We are receiving more and more enquiries from our customers on the subject of hydrogen (H₂). After this topic was dealt with hesitantly at the beginning, it is now picking up speed. The first test networks are in operation and further networks are in preparation. At the beginning, we talked about 10 % to 15 % hydrogen addition. More precisely, a model network with a 30% admixture is also to be operated. This leads to the following questions:
- What effects does this have on the measurement technology in use?
- How do the readings of the devices change?
- Which devices or which operating principles can be used for this?
There are certainly hardly any professionals left who have worked with town gas networks in Germany. The town gas also contained hydrogen with a share of up to 50 % by volume. So hydrogen is not new in the gas distribution. It is a very light, combustible gas with a very wide ignition range and low ignition energy.
- Ignition range in air: 4 – 75 vol.%
- Density: 0.08988 (kg/m³)
- Relative density to air: 0.0695
- relative density to air: 0.557
(Source: Binas have/vwo (5e editie), informatieboek voor natuurwetenschappen en wiskunde, Verkerk, Noordhoff Uitgevers B.V., 2004)
Hydrogen is characterised by its low density. From a safety point of view, the large ignition range of hydrogen must be taken into account. Even very rich mixtures are still ignitable compared to methane.
How do the different operating principles of the sensors react to hydrogen?
With the semiconductor sensor there is almost always a clear reaction to hydrogen. However, the sensors are being produced more and more specifically for individual components such as methane. Therefore it depends on the sensor type used how it reacts to hydrogen.
We at Esders also use different semiconductor sensors in our equipment series. While the VibraGAS LS – battery – gas detector and LeckOmiO – rechargeable battery- gas leak detector have significantly increased sensitivity to hydrogen, the semiconductor sensor of the GOLIATH Allround with Ethane analysis is almost identical to methane in its behaviour with hydrogen. And the specialized gas detector HUNTER Gas detection & gas measurement device shows hydrogen in low concentrations with its sensor, but only with significantly reduced sensitivity.
So please contact your equipment supplier about your exact measuring instrument and the sensor used.
Esders Sensor Array
The sensor array evaluates the signals of several sensors and provides a resulting signal for reading. It reacts similarly to methane and hydrogen.

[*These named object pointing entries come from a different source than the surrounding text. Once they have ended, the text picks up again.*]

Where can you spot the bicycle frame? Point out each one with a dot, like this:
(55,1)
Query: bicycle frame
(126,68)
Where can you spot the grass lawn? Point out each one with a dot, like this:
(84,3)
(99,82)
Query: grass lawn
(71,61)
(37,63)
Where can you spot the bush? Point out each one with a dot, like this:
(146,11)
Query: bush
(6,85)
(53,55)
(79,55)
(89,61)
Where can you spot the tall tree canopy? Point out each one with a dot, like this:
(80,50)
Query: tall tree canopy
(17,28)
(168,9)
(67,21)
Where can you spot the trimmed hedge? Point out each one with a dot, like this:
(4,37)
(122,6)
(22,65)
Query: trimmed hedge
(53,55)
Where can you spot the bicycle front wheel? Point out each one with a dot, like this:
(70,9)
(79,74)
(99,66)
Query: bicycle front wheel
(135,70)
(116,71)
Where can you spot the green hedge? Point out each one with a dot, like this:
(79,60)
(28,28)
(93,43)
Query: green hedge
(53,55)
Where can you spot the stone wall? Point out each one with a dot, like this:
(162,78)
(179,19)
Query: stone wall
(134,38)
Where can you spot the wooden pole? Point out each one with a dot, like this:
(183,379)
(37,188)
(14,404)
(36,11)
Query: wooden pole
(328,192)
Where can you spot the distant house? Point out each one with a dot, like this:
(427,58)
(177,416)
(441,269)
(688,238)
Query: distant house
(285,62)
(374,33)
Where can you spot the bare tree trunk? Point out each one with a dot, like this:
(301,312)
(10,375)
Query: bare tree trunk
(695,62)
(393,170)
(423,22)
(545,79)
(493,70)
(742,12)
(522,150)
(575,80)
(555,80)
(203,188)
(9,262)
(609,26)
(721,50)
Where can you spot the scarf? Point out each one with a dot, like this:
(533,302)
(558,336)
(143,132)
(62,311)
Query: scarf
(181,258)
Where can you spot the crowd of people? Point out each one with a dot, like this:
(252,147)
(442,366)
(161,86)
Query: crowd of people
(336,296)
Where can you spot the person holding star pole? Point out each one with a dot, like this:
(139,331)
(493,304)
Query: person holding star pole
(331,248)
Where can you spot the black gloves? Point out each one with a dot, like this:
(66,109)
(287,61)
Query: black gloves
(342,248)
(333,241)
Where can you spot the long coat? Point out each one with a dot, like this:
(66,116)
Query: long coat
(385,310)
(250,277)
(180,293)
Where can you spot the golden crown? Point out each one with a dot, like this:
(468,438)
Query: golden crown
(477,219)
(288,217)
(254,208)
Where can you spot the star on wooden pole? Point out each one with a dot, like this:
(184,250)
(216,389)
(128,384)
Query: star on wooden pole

It also shows ethane, propane and butane.
Because of the hydrogen, we have hardly any signal loss and still good readings.
This applies to both the SIGI EX – rechargeable battery Gas measuring and gas detection device and the OLLI with certified measuring function.
Infrared Sensor (IR)
The IR sensors cannot detect hydrogen. This means that if a mixture with 20% hydrogen is added, this 20% gas does not cause any indication reaction. Simplified, the reading will be 20% lower than desired. This applies both in the LEL and in the volume % range.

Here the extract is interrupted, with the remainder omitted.